Over the first 11 weeks, Iclusig NRx has totaled 331 or 30 a week. Over the last 4wks, NRX has averaged 44. Ariad estimates that ~ 2500 U.S. patients will switch their TKI this year. I believe the company only had ~ 150 US patients in its early access program so every indication is that Iclusig is taking market share; however, a weekly NRx of 30 (let alone 44) simply isn't sustainable.
Starting with the current NRx of 331 and assuming a weekly NRx of 30 for the rest of the year would result in Iclusig ending its first 12 months with an NRx of 1,561. Assuming NRx is a rough proxy for subscribers, this would mean that Iclusig would have to capture 60% of the patients who switch therapy. This isn't going to happen, consequently, I suspect over the short-term Iclusig NRx will decline from current levels. At that point, perhaps AF will write another article claiming a weak launch, however, the reality is the launch remains ahead of even the most optimistic analyst estimates.
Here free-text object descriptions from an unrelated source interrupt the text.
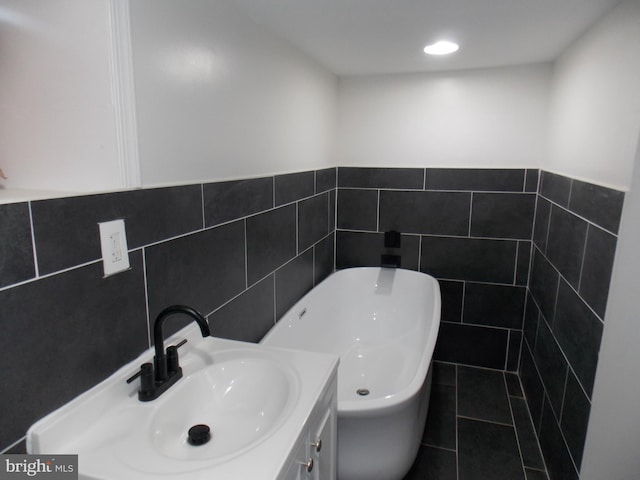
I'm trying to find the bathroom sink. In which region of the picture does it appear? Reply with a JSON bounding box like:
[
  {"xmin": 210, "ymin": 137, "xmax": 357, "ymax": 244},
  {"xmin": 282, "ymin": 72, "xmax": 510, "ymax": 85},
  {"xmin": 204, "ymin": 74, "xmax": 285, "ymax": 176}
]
[
  {"xmin": 111, "ymin": 353, "xmax": 299, "ymax": 475},
  {"xmin": 27, "ymin": 328, "xmax": 338, "ymax": 479},
  {"xmin": 147, "ymin": 356, "xmax": 295, "ymax": 462}
]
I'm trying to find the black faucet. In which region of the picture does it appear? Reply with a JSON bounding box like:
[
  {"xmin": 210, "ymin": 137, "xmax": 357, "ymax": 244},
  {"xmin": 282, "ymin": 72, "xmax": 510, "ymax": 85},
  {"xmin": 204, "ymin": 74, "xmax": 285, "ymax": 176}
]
[{"xmin": 127, "ymin": 305, "xmax": 211, "ymax": 401}]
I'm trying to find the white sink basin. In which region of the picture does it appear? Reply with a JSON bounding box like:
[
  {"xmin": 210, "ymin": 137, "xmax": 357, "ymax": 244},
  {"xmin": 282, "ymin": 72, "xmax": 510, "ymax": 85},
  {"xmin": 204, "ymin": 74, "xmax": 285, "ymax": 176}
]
[
  {"xmin": 27, "ymin": 327, "xmax": 338, "ymax": 480},
  {"xmin": 148, "ymin": 356, "xmax": 295, "ymax": 462}
]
Claiming Iclusig is "dirty drug" based solely on AEs seen in a 3/4 line setting is a really weak bear thesis (and poor journalism, imo). What matters as much to me as total scrips is the composition of those scrips. For example, how many are CP vs AP vs BP? What line of therapy? How many have the T315I mutation?
Here is what we do know. In a 3rd line CP setting, sprycel achieved a 16 month CCyR of 31% (i'm using sprycel data because the tasigna numbers were worse). In 2L, sprycel achieved a 15mo CCyR of 49% (which is a 58% improvement over the 31% CCyR sprycel got in 3L). In the PACE trial 93% of patients were third-line and 58% were fourth-line. Even though most of these patients had failed 3 prior TKIs, Iclusig still achieved a 46% CCyR at 15.3 months. So will Iclusig also see a significant improvement in a 2L setting? The short answer is we don't know yet however there were 19 second-line CP patients in the PACE trial (13 had previously been treated with imatinib only, 6 had previously received either sprycel or tasigna. Of these 19 patients, 84 percent achieved a MCyR.
Ultimately, this issue will only be resolved once Iclusig demonstrates that it can take 1/2L market share from sprycel/tasigna in CML-CP patients who do not have the T315I mutation. I believe the EPIC trial interim results will demonstrate both the superiority and safety necessary to achieve this result.